Utilizing video's as a learning medium, I am glad I encountered the Malcolm X video of his speech at the Oxford Debate. It was perhaps one of the most instructive finds other than when Guy Kawasaki a few days tweeted about "grit" and the importance of struggle or the quality of how we perservere.
Malcolm X was vivid in saying that he had more respect for an extremely ugly regime that was basically not being hypocritical as to its philosophy, than those whose words and meanings are disconnected with the realities of the actual consequences to the people it states it stands in the betterment of.
The so the aparthied regime at the time in South Africa held more respect for Malcolm X then reading about the freedoms that he recognized he was very much excluded from. So I take it from this Oxford Debate that he was challenging the honesty of hypocrisy and in in turn making his own struggle deeply honest.
This then is the problem when we deal the cards of life as the practice of hypocrisy. We then make it about ideals of perfectionism, when the missing element is what I see that Malcolm X saw, that it is intelligent to determine the honesty of the hypocrisy all of us practice because we cannot do as we think rather than merely what we say. To state that hypocrisy is the difference between our words and our actions is to bring rules to life that can make life unlivable.
Yet I see that the greatest hypocrisy is between that which we think and that which we say. It is OK if our words don't match our actions, especially when our actions found our words wanting, i.e. we learned through our actions the falsehood of the words we were using, moreover the words we use are incomplete and are never rich enough to describe the actuality of our actions.
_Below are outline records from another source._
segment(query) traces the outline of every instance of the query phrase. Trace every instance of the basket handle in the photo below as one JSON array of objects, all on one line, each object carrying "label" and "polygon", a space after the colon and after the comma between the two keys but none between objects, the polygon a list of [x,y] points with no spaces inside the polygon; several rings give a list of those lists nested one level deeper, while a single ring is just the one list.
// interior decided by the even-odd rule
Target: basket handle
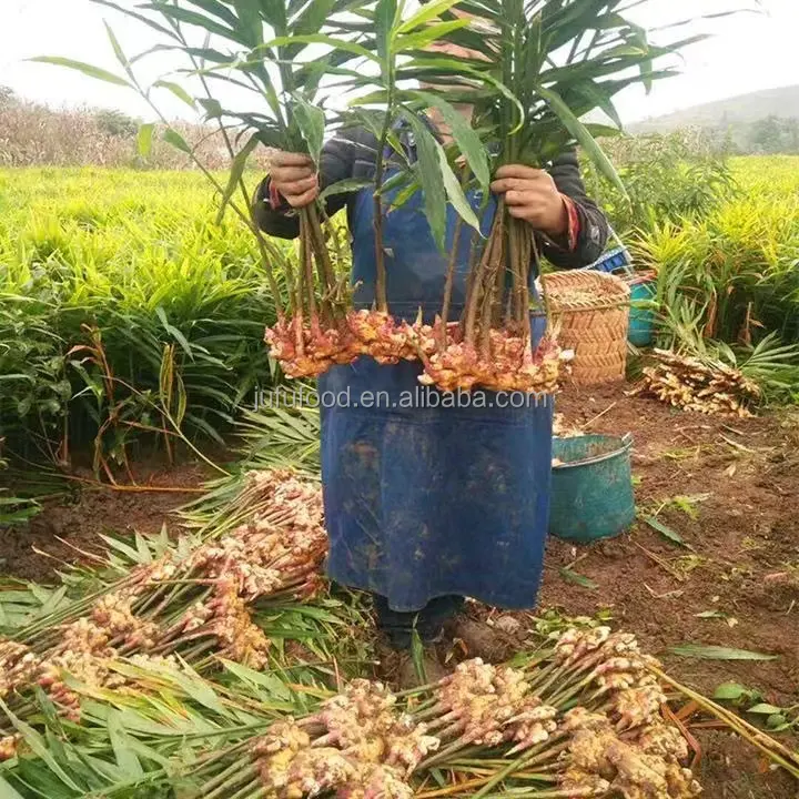
[{"label": "basket handle", "polygon": [[[633,269],[633,256],[630,255],[629,250],[627,249],[627,245],[621,241],[618,233],[613,229],[613,225],[608,223],[608,231],[610,232],[610,235],[613,236],[614,241],[618,244],[619,249],[625,255],[625,261],[623,269],[628,277],[635,277],[635,270]],[[593,270],[600,261],[603,260],[603,256],[600,255],[593,264],[588,264],[588,266],[584,266],[581,270],[578,270],[580,272]]]}]

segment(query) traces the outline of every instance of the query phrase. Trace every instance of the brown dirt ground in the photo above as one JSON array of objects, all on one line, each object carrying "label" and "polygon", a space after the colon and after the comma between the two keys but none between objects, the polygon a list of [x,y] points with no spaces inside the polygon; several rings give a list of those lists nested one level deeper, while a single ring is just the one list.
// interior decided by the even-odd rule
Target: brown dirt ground
[{"label": "brown dirt ground", "polygon": [[[535,616],[606,610],[613,626],[638,635],[643,646],[680,681],[711,694],[735,680],[763,700],[799,702],[799,414],[720,419],[681,413],[625,395],[626,386],[568,390],[558,412],[568,426],[635,437],[633,473],[639,508],[651,512],[678,496],[697,496],[687,513],[666,504],[658,518],[691,549],[665,539],[645,524],[613,540],[575,548],[552,539]],[[198,466],[171,473],[148,467],[145,485],[196,488]],[[74,553],[54,536],[97,549],[97,535],[112,529],[158,530],[172,508],[196,494],[83,490],[73,504],[51,503],[28,529],[0,534],[6,564],[23,578],[47,579]],[[576,560],[576,563],[575,563]],[[574,564],[574,565],[573,565]],[[566,583],[572,569],[596,584]],[[717,610],[729,618],[700,618]],[[528,615],[518,615],[532,627]],[[777,655],[770,661],[697,660],[669,654],[702,643]],[[699,776],[707,799],[797,799],[797,783],[769,771],[756,750],[724,731],[698,731]]]},{"label": "brown dirt ground", "polygon": [[[557,409],[568,426],[590,423],[586,432],[633,433],[639,509],[651,513],[672,497],[701,496],[689,503],[689,513],[669,504],[658,515],[692,549],[643,523],[587,547],[553,538],[539,607],[569,616],[609,610],[614,626],[635,633],[670,674],[706,695],[732,680],[761,690],[765,701],[799,702],[799,414],[720,419],[624,391],[570,390]],[[573,570],[596,589],[563,579],[559,568],[576,559]],[[697,616],[708,610],[729,618]],[[698,660],[669,654],[686,643],[778,657]],[[721,731],[697,735],[708,799],[799,796],[797,783],[769,772],[748,745]]]},{"label": "brown dirt ground", "polygon": [[139,489],[101,486],[78,471],[74,477],[85,482],[74,483],[79,488],[71,497],[44,503],[27,526],[0,529],[0,574],[47,583],[63,563],[81,559],[77,549],[101,553],[100,535],[158,533],[164,523],[174,527],[174,508],[196,499],[209,478],[208,468],[195,464],[166,468],[150,463],[133,472]]}]

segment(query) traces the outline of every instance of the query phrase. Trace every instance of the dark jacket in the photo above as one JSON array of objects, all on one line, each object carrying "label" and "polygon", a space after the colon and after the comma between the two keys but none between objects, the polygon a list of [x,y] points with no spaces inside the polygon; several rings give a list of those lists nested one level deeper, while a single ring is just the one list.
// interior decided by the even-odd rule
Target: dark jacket
[{"label": "dark jacket", "polygon": [[[408,132],[401,135],[403,143],[412,145]],[[374,176],[377,139],[364,129],[352,129],[338,133],[327,141],[322,151],[320,184],[326,186],[342,180],[371,180]],[[557,158],[547,170],[562,194],[575,204],[579,216],[579,235],[574,251],[566,242],[556,242],[536,233],[539,251],[560,269],[579,269],[594,263],[604,252],[608,237],[608,223],[596,203],[588,198],[580,176],[577,154],[569,150]],[[347,218],[353,210],[354,194],[336,194],[326,200],[327,215],[346,208]],[[269,178],[259,185],[254,198],[254,213],[259,226],[270,235],[280,239],[295,239],[300,235],[300,221],[287,206],[273,210],[269,201]]]}]

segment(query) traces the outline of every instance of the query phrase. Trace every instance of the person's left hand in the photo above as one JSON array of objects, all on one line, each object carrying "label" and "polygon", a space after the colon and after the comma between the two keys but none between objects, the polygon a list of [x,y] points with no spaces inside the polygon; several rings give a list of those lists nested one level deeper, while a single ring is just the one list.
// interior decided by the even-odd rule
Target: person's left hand
[{"label": "person's left hand", "polygon": [[490,188],[495,194],[505,195],[505,205],[512,216],[550,236],[568,232],[566,200],[545,170],[507,164],[497,170]]}]

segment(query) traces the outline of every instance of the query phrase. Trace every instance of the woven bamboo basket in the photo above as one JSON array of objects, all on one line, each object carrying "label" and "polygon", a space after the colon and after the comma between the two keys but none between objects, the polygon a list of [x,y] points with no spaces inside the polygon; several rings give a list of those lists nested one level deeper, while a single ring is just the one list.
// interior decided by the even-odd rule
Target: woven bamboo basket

So I say, that my thinking must change and then my words can change but equally that my actions (my relationship with the world) must close the loop with my thinking (my habits, my beliefs, the noise I carry in my head, the incessant and mindless chatter of identity). What I learned most from matching Malcolm X's video of him speaking at the Oxford Debate, is to look for the honesty in our hypocrisy - because that honesty is the bridge between our actions and our thoughts.